# Forum > News > Art & Graphic Design >  [Request] Render=)

## EviNion

*Hai! EviNion Here, anyways just wondering; could someone please make me a render of:

- male undead rogue
- full bloodfang gear
- shealthed 2x perditions blade
- motion : Danciing 


If yuo could please also make the render already transparent ^^ Thanks you

+Rep! For anyone who does it, I am accepting mroe than one if, more people would like to help for some good ol' rep

P.S: could you make the render ; dancing like 'Unreal's' Signature, how he's in the air, doing the 'jump up and down dance':S lol sorry if it's unclear

Thanks EviNion*

----------


## Knomez

here you go, its the PSD

----------


## PrimoPie

in the future just upload / save as .png this will eliminate the need to download.

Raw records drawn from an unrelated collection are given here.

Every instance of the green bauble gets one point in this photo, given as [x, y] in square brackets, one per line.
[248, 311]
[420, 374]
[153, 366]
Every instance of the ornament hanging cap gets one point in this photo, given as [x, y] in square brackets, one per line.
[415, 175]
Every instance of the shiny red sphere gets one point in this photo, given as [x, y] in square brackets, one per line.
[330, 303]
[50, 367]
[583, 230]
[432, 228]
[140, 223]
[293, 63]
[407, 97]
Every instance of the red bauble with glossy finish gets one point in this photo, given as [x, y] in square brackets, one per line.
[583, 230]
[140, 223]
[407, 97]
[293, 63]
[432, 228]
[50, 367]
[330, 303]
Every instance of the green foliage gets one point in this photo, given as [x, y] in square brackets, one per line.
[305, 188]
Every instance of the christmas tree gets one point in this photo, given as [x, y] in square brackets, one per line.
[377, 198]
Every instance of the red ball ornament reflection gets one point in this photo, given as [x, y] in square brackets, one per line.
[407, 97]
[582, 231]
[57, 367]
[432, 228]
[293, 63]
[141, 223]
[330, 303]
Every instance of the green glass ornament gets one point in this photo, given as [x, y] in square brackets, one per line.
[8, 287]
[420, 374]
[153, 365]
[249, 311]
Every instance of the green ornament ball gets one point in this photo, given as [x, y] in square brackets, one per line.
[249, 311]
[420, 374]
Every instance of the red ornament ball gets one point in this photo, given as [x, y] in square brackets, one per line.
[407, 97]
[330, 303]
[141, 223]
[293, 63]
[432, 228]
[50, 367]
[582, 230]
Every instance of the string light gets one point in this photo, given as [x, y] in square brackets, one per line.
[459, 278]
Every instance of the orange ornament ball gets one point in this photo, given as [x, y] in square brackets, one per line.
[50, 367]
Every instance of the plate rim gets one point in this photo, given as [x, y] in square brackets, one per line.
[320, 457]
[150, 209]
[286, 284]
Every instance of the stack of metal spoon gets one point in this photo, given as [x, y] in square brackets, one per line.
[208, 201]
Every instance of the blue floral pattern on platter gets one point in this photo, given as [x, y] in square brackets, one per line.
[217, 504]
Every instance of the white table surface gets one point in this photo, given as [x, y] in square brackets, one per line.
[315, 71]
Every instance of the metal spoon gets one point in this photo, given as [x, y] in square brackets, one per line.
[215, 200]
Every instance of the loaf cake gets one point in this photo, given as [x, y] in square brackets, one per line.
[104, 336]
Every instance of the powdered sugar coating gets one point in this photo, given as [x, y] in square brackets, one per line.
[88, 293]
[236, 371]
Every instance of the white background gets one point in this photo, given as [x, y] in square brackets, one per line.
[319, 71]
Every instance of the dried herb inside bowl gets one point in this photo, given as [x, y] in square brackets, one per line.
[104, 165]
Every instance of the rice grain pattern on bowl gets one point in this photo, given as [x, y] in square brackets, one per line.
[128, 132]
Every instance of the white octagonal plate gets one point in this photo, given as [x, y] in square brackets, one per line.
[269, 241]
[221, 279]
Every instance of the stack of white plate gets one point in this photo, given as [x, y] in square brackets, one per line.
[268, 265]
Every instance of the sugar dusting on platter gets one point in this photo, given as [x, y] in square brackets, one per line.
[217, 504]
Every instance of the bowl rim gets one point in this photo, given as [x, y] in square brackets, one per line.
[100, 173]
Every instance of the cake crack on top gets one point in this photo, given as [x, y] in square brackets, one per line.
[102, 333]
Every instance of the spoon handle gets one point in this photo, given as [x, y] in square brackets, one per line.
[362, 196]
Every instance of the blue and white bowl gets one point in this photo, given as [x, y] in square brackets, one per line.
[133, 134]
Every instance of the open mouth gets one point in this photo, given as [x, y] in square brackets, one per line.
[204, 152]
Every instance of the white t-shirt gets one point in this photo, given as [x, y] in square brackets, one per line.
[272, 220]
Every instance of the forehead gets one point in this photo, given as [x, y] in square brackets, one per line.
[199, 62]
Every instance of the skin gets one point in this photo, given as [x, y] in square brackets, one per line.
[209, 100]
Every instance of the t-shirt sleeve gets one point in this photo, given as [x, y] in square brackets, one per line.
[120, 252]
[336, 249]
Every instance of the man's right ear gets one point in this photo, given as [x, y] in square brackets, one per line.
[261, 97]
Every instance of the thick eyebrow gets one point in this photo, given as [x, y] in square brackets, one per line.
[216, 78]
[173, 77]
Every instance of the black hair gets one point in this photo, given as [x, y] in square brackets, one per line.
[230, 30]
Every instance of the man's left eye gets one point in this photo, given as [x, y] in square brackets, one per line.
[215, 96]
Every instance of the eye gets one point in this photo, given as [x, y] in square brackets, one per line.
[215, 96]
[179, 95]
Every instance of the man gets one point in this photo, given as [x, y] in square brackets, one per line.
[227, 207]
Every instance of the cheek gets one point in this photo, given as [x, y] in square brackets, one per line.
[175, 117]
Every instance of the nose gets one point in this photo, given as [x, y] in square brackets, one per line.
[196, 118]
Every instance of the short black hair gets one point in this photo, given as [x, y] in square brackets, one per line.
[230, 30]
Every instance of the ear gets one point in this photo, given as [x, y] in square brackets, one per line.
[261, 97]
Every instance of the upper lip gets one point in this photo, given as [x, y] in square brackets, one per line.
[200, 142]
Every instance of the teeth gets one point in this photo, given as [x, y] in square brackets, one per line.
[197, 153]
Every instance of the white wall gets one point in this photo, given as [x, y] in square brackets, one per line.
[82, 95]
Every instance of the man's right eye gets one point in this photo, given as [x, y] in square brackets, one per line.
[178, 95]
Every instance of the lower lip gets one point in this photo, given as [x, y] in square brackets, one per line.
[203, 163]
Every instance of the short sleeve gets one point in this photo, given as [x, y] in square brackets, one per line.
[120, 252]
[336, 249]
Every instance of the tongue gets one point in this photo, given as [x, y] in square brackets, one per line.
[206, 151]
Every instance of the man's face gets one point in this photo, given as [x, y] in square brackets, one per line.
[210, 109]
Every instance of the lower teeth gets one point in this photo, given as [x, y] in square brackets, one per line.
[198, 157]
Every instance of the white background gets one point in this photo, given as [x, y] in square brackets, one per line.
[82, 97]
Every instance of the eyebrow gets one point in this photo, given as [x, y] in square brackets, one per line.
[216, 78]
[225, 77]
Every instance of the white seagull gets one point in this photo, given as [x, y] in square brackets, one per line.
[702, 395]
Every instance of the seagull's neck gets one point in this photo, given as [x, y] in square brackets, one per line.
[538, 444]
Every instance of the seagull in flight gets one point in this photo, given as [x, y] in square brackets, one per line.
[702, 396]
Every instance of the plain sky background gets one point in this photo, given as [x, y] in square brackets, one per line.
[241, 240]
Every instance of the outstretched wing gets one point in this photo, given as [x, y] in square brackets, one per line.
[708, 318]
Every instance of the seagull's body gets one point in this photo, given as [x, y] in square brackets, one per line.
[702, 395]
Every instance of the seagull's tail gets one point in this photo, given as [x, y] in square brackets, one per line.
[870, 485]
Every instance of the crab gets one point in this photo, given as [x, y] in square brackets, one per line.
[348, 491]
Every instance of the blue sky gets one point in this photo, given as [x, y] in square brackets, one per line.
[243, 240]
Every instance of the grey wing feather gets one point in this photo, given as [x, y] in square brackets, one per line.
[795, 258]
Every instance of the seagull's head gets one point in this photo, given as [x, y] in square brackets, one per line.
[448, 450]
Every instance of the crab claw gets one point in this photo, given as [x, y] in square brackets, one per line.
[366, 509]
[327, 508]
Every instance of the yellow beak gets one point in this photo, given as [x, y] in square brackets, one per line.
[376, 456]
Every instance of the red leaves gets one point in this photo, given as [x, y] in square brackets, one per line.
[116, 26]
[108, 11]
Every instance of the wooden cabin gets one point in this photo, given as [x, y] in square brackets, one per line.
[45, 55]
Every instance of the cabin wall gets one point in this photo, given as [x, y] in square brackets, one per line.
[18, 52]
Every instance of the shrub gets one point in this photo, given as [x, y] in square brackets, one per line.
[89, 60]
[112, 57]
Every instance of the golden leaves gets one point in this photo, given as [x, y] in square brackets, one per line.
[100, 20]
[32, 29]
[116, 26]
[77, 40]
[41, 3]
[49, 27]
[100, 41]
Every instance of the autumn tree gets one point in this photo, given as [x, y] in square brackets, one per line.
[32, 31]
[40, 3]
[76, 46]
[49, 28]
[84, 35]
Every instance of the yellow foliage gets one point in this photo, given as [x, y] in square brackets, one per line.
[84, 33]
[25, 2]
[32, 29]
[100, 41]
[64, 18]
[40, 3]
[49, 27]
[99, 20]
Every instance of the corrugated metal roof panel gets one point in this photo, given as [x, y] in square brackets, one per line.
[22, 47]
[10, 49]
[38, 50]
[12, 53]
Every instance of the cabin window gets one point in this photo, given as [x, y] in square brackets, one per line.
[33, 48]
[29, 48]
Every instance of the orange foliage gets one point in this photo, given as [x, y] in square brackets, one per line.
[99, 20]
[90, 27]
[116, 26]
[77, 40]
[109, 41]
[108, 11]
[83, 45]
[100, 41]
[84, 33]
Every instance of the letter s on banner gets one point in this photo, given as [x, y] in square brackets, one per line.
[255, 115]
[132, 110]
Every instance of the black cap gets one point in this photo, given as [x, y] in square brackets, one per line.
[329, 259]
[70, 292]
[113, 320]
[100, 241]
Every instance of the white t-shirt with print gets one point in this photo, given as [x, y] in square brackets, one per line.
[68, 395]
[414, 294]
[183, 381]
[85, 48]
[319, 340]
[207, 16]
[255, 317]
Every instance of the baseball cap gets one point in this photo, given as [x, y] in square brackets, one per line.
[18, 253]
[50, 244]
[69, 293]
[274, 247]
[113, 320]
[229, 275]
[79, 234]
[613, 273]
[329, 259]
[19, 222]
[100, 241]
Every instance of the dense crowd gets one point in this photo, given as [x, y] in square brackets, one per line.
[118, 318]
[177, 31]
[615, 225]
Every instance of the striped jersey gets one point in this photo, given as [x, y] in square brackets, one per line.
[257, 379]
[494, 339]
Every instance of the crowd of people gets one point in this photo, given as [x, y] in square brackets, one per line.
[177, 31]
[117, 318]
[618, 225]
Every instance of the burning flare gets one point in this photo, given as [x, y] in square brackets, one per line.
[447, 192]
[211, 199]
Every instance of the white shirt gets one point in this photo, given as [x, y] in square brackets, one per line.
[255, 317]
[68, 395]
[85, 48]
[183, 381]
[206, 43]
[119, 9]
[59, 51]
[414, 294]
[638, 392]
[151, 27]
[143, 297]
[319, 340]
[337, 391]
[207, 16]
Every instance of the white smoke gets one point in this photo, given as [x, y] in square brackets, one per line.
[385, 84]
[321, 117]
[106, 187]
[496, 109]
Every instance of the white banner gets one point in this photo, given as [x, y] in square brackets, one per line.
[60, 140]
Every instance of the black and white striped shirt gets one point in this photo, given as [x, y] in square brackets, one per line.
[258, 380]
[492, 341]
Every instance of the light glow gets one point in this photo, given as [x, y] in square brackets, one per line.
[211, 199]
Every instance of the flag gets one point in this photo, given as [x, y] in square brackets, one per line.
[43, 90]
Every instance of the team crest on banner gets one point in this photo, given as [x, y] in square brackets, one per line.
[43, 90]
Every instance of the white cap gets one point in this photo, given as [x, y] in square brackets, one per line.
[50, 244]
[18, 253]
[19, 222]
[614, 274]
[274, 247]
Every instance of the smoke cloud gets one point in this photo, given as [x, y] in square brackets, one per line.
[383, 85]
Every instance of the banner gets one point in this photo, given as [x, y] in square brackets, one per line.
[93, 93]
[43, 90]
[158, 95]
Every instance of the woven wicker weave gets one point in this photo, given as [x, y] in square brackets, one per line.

I have a vertical montiror whats that program used here i wanna try thanks in advance!!!

----------


## Knomez

that i used to render? or to get the UD rogue? or are you even asking me a question >.<

----------


## EviNion

:Frown:  I can't download :Frown:

----------


## PrimoPie

And this is why im hot/.//



EDIT: I have a vertical monitor so I can create very large models!

----------


## EviNion

absolutely epic...

----------